Geno Smith: Played like ‘robot’ during skid

Updated: December 11, 2013, 7:31 PM ET

Rich Cimini |

FLORHAM PARK, N.J. — Geno Smith says he was “pretty much awful” during the New York Jets‘ recent offensive slump – and he thinks he knows why.

“At times,” the rookie quarterback said Wednesday, “I was playing like a robot.”

Smith was a rock ’em, sock ’em failure during a three-game losing streak, throwing six interceptions and no touchdown passes, but he emerged from the funk last Sunday with a solid performance in a win over the Oakland Raiders. He credits the advice he received from offensive coordinator Marty Mornhinweg.

A few days before the game, Mornhinweg told Smith to loosen up, to let his natural instincts take over. He was being too methodical with his footwork and reads. Smith took that mindset into the game and, for a change, didn’t hurt the team with a spate of costly turnovers.

“I was just playing freely,” said Smith, who completed 16 of 25 passes for 219 yards, with a touchdown and his 20th interception. “It goes back to not thinking about all my past mistakes. I think I got into this zone where I just tried to be way too perfect, and that’s almost impossible to do at any level, especially as a rookie.”

Next up is perhaps Smith’s toughest assignment of the season — a road game against the Carolina Panthers (9-4), who own the NFL’s No. 2-ranked defense. The Jets (6-7), still clinging to playoff hopes, are 1-5 away from home, having been outscored by a 4-to-1 margin in their last three.

To prove last weekend was a turning point in his difficult rookie season, Smith needs another solid outing. His teammates hope he can replicate the poise he demonstrated against the Raiders.

“He had an aura about him,” wide receiver David Nelson said. “You could just feel it; he was in the zone.”

Smith responded well in no-huddle situations, which the Jets used more than usual to counteract the Raiders’ pre-snap movement and blitzes. Smith ran it in college at West Virginia, as well.

“He was like, ‘Just give me the play and let’s go,’ getting in a rhythm and not stopping and thinking,” Nelson said. “I don’t know how much we’re going to do it, but I definitely think the coaches saw something valuable in it.”

The play calling was conservative during Smith’s slump, as the coaches tried to reduce his turnovers by minimizing risk. The offense became predictable, going two games without a touchdown.

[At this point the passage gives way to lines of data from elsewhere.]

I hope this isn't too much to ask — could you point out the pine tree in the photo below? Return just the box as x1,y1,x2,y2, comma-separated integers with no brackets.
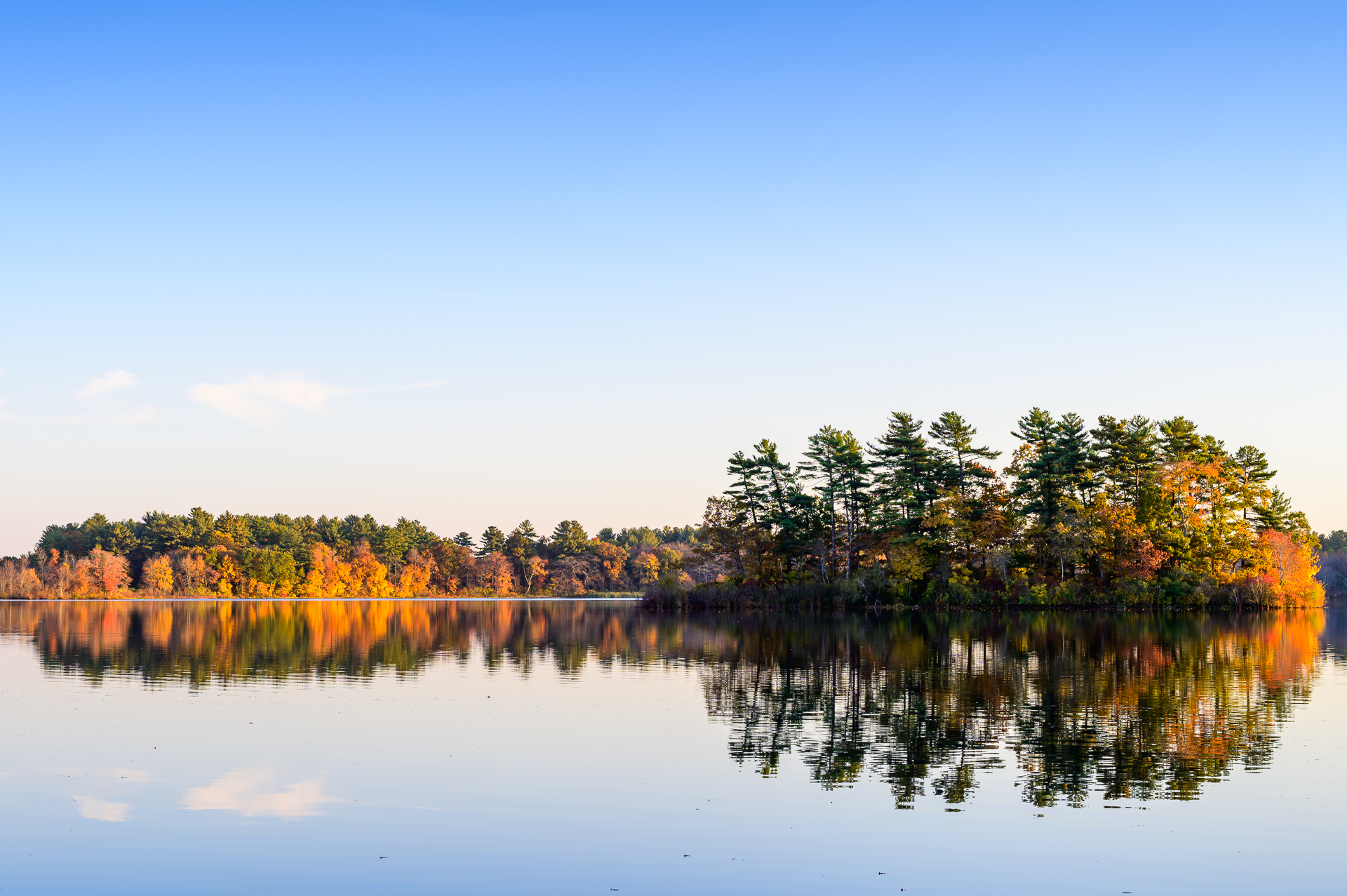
1052,414,1095,501
552,520,589,556
1010,407,1061,530
800,426,843,580
931,411,1001,497
477,526,505,556
869,411,939,535
725,451,766,526
1160,416,1202,464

Rex Ryan admitted the approach was a mistake.

“Yeah, maybe so,” the coach said. “Maybe, when you look back on it, maybe I did a poor job of that, just stressing [no turnovers]. Maybe that took away from us a little bit. I’m obviously the guy responsible for that.”

The Jets incorporated wrinkles into last week’s game plan. Aside from the no-huddle, they called more rollouts and more read-option plays for Smith, encouraging him to run if he sensed trouble. He ended up rushing for 50 yards and a touchdown. The Jets are 4-0 when he scores a rushing touchdown.

“Sometimes,” Smith said, “you’ve got to improvise.”